Topic of Book
Using archeological data from prehistoric technologies, the author uses statistical analysis to compare the rates of change of human cultures compared to biological changes of animals.
It is generally assumed by social scientists that the rate of cultural evolution, particularly technological innovation, is faster than the rate of biological evolution. Until now, however, there have no solid tests of that theory with empirical data. This study is powerful confirmation that cultural evolution can create substantial changes to human societies in the long-run.
- When measured over long time periods, cultures evolve much faster than biological organisms.
- Biological evolution is clearly faster for animals with short life spans, but even when controlling for this factor, cultural evolution is faster.
- The rate of cultural evolution is clearly accelerating. This does not appear to be true of biological evolution.
- Cultural evolution, like biological evolution, feeds on itself. Each increment of change creates more variation, when then accelerates the change.
Important Quotes from Book
Here, I compare rates of change in human technologies to rates of change in animal morphologies. I find that rates of cultural evolution are inversely correlated with the time interval over which they are measured, which is similar to what is known for biological rates. This correlation explains why the pace of cultural evolution appears faster when measured over recent time periods, where time intervals are often shorter.
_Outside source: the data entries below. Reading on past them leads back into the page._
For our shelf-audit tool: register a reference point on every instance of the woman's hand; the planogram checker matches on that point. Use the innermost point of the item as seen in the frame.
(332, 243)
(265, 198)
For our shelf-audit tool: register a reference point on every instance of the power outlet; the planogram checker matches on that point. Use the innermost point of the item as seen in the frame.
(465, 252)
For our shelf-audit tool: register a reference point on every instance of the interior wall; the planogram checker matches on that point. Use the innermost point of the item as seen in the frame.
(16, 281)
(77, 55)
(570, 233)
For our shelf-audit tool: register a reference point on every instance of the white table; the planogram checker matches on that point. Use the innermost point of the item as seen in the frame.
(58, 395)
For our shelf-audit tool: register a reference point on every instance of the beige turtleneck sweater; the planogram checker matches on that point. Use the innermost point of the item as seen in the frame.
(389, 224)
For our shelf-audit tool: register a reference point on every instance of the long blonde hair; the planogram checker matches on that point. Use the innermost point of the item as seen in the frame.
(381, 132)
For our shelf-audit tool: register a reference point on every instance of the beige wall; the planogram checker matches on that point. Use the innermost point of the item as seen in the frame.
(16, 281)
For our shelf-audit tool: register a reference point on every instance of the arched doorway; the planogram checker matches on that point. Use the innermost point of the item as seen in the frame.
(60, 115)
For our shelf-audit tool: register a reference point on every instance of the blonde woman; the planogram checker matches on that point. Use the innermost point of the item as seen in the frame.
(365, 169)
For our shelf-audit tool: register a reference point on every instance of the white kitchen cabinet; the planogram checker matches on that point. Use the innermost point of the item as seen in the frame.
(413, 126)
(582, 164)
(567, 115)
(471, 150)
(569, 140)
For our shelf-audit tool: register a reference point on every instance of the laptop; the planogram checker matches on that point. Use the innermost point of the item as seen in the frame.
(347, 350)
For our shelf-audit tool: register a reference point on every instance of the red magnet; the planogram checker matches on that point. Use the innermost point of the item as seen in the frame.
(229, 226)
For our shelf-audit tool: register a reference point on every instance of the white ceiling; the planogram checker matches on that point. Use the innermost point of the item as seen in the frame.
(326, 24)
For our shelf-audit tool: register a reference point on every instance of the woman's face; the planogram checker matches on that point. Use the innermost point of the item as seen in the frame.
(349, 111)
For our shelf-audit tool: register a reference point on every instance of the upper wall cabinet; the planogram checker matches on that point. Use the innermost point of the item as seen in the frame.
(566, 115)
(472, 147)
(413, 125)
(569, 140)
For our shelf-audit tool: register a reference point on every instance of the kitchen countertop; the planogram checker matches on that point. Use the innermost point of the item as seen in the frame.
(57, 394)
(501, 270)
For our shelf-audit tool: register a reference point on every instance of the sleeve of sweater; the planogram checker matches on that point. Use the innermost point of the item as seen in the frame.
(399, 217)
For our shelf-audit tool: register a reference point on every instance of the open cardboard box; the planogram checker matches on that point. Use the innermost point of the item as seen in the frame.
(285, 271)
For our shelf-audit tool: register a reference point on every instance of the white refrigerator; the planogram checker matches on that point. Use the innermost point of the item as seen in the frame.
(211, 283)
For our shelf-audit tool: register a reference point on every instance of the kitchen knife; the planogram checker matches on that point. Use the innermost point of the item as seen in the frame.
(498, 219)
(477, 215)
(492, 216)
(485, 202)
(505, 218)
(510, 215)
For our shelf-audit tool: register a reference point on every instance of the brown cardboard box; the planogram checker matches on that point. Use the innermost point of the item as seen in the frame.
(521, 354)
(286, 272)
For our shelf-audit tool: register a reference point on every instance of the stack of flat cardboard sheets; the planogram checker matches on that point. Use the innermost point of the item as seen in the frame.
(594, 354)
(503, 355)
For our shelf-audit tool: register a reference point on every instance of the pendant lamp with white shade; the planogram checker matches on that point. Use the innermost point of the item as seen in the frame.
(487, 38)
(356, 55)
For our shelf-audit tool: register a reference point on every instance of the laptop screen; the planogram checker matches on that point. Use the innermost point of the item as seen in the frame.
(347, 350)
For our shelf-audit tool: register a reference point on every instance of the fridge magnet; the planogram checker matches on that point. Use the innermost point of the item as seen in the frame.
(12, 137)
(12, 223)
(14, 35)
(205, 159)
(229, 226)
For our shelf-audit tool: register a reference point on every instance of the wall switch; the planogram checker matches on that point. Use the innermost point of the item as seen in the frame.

Controlling for the correlation between rates and time intervals, I show that (1) cultural evolution is faster than biological evolution; (2) this effect holds true even when the generation time of species is controlled for; and (3) culture allows us to evolve over short time scales, which are normally accessible only to short-lived species, while at the same time allowing for us to enjoy the benefits of having a long life history.
Cultural evolution is expected to be faster than biological evolution because of its Lamarckian nature, and because cultural information is transmitted through different routes than genetic information…. Thus, in contrast to biological evolution, which is blind, cultural evolution can be a directed and consequently faster process. The pace of biological evolution is also constrained by the generation time of the species… While cultural evolution can be transmitted from parents to offspring, it is also transmitted obliquely, between non-parents from a previous generation, and horizontally, between contemporaries. This transmission mode gives cultural evolution the potential to spread rapidly in a population, much like an epidemic disease.
This suggests that cultural change, like biological change, is a multiplicative process: the increments of change in a trait increase as the trait becomes larger.
More surprising, however, is the fact that the magnitude of accumulated cultural changes grows at an increasingly faster pace with time, which is more so than the magnitude of accumulated biological change.
Biological rates calculated over a very short time interval… come from species where the life span is counted in months.